Ou seja: é preciso pensar a escola e o trabalho de maneira articulada e não concorrente. “É pensar no estudante trabalhador, que é a maioria nas camadas mais pobres, que quer estudar e tem direito a isso”, reforça Eliane. Isso significaria, como destaca a professora, abrir mão do beneficiário “ideal”. “E por isso é importante também avaliar se programas como o Pé de Meia vão conseguir acessar, de fato, os mais vulneráveis. Em um outro projeto implementado em Niterói, por exemplo, percebemos que os beneficiários eram aqueles que já iriam terminar o ensino médio, que tinham famílias atuantes e parceiras na escola, com trajetórias mais lineares”. Esse mesmo alerta é levantado pela professora Carla Corrochano, da UFSCAR, que adverte que as trajetórias das e dos jovens brasileiros são cada vez menos lineares, com muitas entradas e saídas da escola. “É possível que a política acabe funcionando mais para quem já tem trajetórias regulares”. 

O alerta é relevante, uma vez que outras políticas educacionais em curso no Brasil caminham no sentido oposto ao do Pé de Meia, dificultando trajetórias escolares de estudantes trabalhadoras e trabalhadores. A oferta de Ensino Médio no período noturno e de Educação de Jovens e Adultos (EJA), por exemplo, onde estudantes trabalhadores são maioria, vem diminuindo consistentemente: Na rede paulista, havia 85.515 matrículas a menos na EJA presencial em 2023 se comparado a 2020, segundo nota técnica da Rede Escola Pública e Universidade (REPU). Foi uma queda de 61.9% nas matrículas, e a quase totalidade dessas perdas foram no período noturno. Além disso, as matrículas do ensino noturno regular também tiveram queda de 8.7%. Os pesquisadores da REPU ainda levantam a hipótese, na nota técnica, que a expansão do Programa Ensino Integral (PEI) pode ter influência nessa redução, uma vez que estudantes trabalhadores e trabalhadoras muitas vezes só podem frequentar a escola em um turno, e não em período integral. Portanto, acabam se afastando da escola quando estas aderem ao programa PEI.

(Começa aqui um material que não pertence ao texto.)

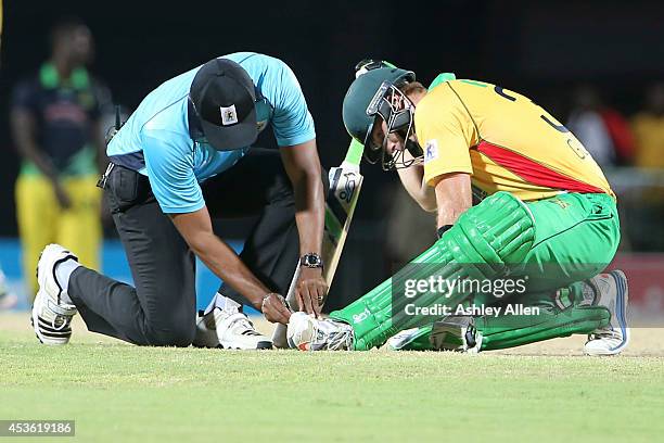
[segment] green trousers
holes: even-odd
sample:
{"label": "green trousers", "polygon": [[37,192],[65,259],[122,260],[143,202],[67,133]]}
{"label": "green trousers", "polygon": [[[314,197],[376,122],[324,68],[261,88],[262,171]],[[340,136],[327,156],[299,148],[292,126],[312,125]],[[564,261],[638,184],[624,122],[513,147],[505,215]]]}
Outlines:
{"label": "green trousers", "polygon": [[[588,318],[596,317],[584,318],[586,312],[575,309],[574,301],[578,302],[582,299],[579,282],[602,271],[615,254],[620,242],[615,200],[608,194],[565,193],[526,202],[525,206],[532,215],[535,228],[534,240],[521,267],[524,275],[529,277],[527,292],[501,300],[489,295],[468,294],[465,302],[474,305],[537,306],[540,313],[548,317],[546,319],[541,316],[519,315],[509,318],[481,317],[477,319],[477,328],[484,334],[483,349],[508,347],[574,332],[587,333],[602,326],[598,324],[599,320],[587,321]],[[381,345],[395,330],[401,328],[398,324],[400,320],[386,318],[383,315],[385,299],[380,304],[383,306],[380,308],[383,309],[382,314],[379,313],[376,301],[384,296],[395,296],[392,293],[384,293],[387,292],[385,288],[385,284],[379,286],[358,302],[331,314],[333,318],[348,321],[352,326],[354,326],[353,319],[358,318],[358,315],[361,318],[370,317],[369,322],[374,319],[373,326],[367,326],[367,321],[361,328],[354,326],[356,343],[363,343],[356,346],[358,350]],[[561,293],[564,295],[562,302]],[[376,305],[375,313],[372,305]],[[570,324],[574,324],[576,317],[579,317],[577,324],[583,327],[575,329],[570,327]],[[603,318],[601,321],[608,321],[605,316],[600,317]],[[560,327],[557,327],[557,322],[560,322],[558,325]],[[414,326],[426,327],[427,324],[426,317],[423,317],[422,324]],[[534,333],[533,330],[528,330],[531,327],[542,328],[544,324],[553,332],[542,333],[536,330]],[[403,327],[413,327],[413,324]],[[371,332],[371,340],[358,340],[371,328],[374,329]]]}

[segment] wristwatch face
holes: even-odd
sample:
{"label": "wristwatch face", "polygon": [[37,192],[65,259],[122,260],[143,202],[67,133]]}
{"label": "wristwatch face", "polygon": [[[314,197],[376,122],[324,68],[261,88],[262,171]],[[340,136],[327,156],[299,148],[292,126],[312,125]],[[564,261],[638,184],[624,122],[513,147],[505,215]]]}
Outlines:
{"label": "wristwatch face", "polygon": [[317,254],[305,254],[302,256],[302,264],[308,267],[321,267],[322,261]]}

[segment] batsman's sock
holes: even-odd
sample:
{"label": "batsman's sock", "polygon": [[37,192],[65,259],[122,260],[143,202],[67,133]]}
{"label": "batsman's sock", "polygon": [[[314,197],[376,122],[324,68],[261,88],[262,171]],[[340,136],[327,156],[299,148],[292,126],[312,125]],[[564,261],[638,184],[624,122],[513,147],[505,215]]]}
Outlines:
{"label": "batsman's sock", "polygon": [[[477,317],[475,328],[482,336],[481,351],[503,350],[538,341],[569,337],[575,333],[588,334],[609,325],[611,313],[598,306],[593,289],[586,282],[577,282],[557,291],[554,300],[540,302],[537,315],[508,315],[499,317]],[[445,321],[440,321],[444,324]],[[449,351],[457,347],[440,346],[432,337],[438,334],[438,322],[411,331],[400,341],[396,338],[395,349],[403,351]],[[461,342],[463,331],[446,330],[447,337],[457,336]],[[397,334],[398,336],[398,334]],[[455,342],[454,340],[448,340]]]}
{"label": "batsman's sock", "polygon": [[[382,345],[396,332],[431,321],[431,317],[409,315],[408,304],[455,306],[468,293],[429,291],[417,299],[406,296],[408,280],[494,278],[510,264],[522,263],[535,239],[534,220],[528,208],[515,197],[498,192],[467,211],[455,226],[393,278],[385,280],[361,299],[330,314],[354,329],[354,349]],[[457,287],[458,289],[459,287]]]}
{"label": "batsman's sock", "polygon": [[226,311],[229,314],[234,314],[242,311],[242,305],[240,303],[235,302],[232,299],[229,299],[226,295],[221,295],[219,292],[217,292],[215,296],[213,296],[213,300],[209,302],[203,314],[209,314],[215,307]]}
{"label": "batsman's sock", "polygon": [[80,263],[76,262],[75,260],[67,260],[55,266],[55,278],[62,288],[62,294],[60,298],[66,304],[74,304],[67,290],[69,289],[69,277],[72,277],[72,273],[74,273],[79,266]]}

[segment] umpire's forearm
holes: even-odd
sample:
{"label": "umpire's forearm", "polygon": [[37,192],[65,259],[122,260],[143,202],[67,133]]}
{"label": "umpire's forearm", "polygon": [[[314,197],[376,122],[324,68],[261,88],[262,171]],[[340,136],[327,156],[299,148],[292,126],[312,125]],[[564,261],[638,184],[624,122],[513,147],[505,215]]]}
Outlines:
{"label": "umpire's forearm", "polygon": [[320,169],[307,172],[293,183],[295,193],[295,221],[299,235],[301,255],[321,253],[325,223],[325,199]]}

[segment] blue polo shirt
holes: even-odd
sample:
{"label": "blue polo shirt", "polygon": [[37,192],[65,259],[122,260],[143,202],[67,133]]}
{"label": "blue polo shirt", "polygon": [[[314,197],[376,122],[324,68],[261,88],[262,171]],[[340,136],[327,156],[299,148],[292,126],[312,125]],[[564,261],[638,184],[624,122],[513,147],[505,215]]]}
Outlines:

“É preciso que os programas [educacionais] sejam mais flexíveis para dar conta da diversidade da juventude brasileira e possam articular várias dimensões, como a escola, o trabalho e a vida familiar e social”, diz a professora Eliane Ribeiro, da UNIRIO. A coordenadora de advocacy e articulação política da Uneafro, Débora Dias, afirma que o movimento social vai ficar de olho para que os novos programas não reforcem desigualdades nem deixem ninguém de fora: “As iniciativas ainda são piloto. Vão ser testadas, compreendidas e metrificadas para entendermos seu impacto. E nós vamos acompanhar de perto e, enquanto movimento social, sempre tensionar mais o debate”.